Un comité de direction n’est pas une réunion comme les autres. Les enjeux sont élevés, les egos aussi, le temps de parole est compté, et chaque mot pèse sur la façon dont on perçoit votre légitimité. Beaucoup de dirigeants et managers, pourtant compétents, perdent leurs moyens dans cet exercice précis. Voici comment transformer ce moment redouté en levier d’influence.
Pourquoi le CODIR est un exercice à part
Contrairement à une réunion d’équipe, le comité de direction réunit des pairs qui se jugent mutuellement, dans un rapport de force souvent implicite. On y parle peu, mais chaque prise de parole doit être dense, utile, et défendre une position. La pression sociale y est maximale : silence trop long, hésitation, ou au contraire monopolisation du temps de parole, tout se remarque et tout se retient.
Les pièges les plus fréquents
Le syndrome du sur-préparé qui se dilue. On arrive avec quinze slides et trois heures de préparation, puis on perd son message en voulant tout dire.

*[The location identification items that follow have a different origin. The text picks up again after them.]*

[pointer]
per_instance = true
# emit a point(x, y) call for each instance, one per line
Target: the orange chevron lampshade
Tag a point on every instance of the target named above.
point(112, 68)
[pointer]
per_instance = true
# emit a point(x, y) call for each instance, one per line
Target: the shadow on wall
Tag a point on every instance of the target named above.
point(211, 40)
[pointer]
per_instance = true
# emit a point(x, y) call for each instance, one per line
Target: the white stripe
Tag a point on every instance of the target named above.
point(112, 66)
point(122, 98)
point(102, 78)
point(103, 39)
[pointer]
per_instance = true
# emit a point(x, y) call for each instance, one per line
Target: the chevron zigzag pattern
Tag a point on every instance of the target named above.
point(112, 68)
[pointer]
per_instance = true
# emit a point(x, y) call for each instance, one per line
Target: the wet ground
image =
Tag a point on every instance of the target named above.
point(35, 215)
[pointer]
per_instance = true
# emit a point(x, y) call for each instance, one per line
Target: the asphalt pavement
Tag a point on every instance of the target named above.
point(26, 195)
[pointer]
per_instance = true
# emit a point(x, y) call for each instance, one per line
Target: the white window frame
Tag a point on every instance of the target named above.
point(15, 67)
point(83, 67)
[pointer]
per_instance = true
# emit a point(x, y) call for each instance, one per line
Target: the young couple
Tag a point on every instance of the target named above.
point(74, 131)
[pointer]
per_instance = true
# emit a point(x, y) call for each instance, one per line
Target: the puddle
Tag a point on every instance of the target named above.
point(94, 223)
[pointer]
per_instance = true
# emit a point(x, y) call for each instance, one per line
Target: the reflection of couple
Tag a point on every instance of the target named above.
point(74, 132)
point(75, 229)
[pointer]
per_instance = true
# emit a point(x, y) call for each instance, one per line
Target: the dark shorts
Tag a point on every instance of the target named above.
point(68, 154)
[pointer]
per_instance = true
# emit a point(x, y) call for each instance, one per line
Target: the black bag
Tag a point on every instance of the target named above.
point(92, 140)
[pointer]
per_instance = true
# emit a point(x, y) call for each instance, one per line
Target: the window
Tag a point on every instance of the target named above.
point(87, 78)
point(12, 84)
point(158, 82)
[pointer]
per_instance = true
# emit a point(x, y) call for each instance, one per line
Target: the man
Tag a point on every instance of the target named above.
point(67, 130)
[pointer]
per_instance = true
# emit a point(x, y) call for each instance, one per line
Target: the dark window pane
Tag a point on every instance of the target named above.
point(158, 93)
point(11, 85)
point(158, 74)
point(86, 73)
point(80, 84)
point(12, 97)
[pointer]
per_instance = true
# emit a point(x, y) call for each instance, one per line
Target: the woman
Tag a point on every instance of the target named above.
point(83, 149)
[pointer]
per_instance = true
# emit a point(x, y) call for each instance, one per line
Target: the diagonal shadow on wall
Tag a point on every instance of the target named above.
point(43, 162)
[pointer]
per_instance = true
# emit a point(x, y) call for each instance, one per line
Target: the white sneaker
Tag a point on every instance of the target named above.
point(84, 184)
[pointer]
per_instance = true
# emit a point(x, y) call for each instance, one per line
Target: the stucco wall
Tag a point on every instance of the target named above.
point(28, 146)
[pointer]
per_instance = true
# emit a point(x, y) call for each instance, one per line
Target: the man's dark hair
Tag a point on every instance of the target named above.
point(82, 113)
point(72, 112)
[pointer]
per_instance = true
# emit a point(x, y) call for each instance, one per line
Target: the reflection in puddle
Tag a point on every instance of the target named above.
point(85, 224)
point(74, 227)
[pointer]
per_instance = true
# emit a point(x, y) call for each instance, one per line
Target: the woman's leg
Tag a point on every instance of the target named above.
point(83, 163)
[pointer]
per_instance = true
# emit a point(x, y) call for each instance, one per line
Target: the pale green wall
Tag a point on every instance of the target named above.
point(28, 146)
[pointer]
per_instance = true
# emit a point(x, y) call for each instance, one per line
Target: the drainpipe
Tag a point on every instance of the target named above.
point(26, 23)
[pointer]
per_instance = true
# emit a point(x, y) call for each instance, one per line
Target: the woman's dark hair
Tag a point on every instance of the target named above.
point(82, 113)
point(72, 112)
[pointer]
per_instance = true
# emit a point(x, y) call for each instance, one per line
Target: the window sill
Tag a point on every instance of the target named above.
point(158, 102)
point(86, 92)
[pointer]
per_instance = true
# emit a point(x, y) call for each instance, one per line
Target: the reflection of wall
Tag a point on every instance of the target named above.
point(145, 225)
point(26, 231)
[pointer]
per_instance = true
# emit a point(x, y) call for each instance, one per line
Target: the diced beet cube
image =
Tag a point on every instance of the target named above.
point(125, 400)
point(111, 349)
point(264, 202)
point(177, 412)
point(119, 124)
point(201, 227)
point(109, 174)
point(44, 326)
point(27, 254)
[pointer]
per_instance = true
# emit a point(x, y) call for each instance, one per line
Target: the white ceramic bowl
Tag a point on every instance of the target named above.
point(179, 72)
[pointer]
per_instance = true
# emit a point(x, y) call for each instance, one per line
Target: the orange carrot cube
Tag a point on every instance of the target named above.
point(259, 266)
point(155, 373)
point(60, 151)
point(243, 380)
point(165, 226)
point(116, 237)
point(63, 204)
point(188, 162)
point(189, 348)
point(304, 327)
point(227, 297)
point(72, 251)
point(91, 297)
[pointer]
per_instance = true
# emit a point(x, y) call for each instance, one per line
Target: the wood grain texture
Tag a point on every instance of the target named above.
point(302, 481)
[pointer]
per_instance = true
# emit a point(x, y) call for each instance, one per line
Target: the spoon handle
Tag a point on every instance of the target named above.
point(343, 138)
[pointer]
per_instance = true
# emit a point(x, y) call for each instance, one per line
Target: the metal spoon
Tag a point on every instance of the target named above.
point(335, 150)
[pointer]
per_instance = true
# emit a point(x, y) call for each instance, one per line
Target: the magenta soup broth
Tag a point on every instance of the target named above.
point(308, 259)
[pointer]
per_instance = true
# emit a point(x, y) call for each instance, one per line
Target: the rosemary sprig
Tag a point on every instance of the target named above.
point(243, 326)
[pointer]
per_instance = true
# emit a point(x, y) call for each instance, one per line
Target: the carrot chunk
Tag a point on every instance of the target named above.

La peur de couper la parole. Dans un groupe où chacun défend son territoire, rester silencieux par politesse revient souvent à disparaître du débat.
Le manque de structure à l’oral. Une idée juste, mal amenée, passe inaperçue face à une idée moyenne mais bien formulée.
La gestion du contradicteur. Face à une objection frontale d’un pair ou du dirigeant, le réflexe de justification excessive fragilise la position plus qu’il ne la renforce.
Trois leviers concrets pour reprendre la main
- Préparer un message, pas un exposé. Avant chaque CODIR, il est utile de formuler en une phrase ce que l’on veut que les autres retiennent, indépendamment du temps qu’on aura réellement pour parler. Cette phrase devient le fil conducteur, même si l’intervention est réduite à trente secondes.
- Occuper l’espace au bon moment. Prendre la parole tôt dans la réunion installe une présence pour la suite. Un silence de deux secondes avant de répondre à une question difficile donne plus de poids qu’une réponse immédiate et nerveuse.
- Répondre à l’objection sans se justifier. Reformuler l’objection, marquer un accord partiel s’il est sincère, puis revenir à son point : cette mécanique simple désamorce la tension et évite l’escalade défensive.
Un travail qui se prépare en amont
La prise de parole en comité de direction ne s’improvise pas le jour J. Elle se construit par la répétition, le retour d’expérience et un travail sur la posture qui va bien au-delà du contenu. C’est précisément l’objet des accompagnements individuels et des ateliers proposés par La Voie en Voix : préparer une intervention spécifique, travailler la gestion du stress face à un auditoire exigeant, ou simplement apprendre à mieux occuper sa place dans les instances de gouvernance.
Une prise de parole réussie en comité de direction n’est pas affaire de charisme inné. C’est une compétence qui se muscle.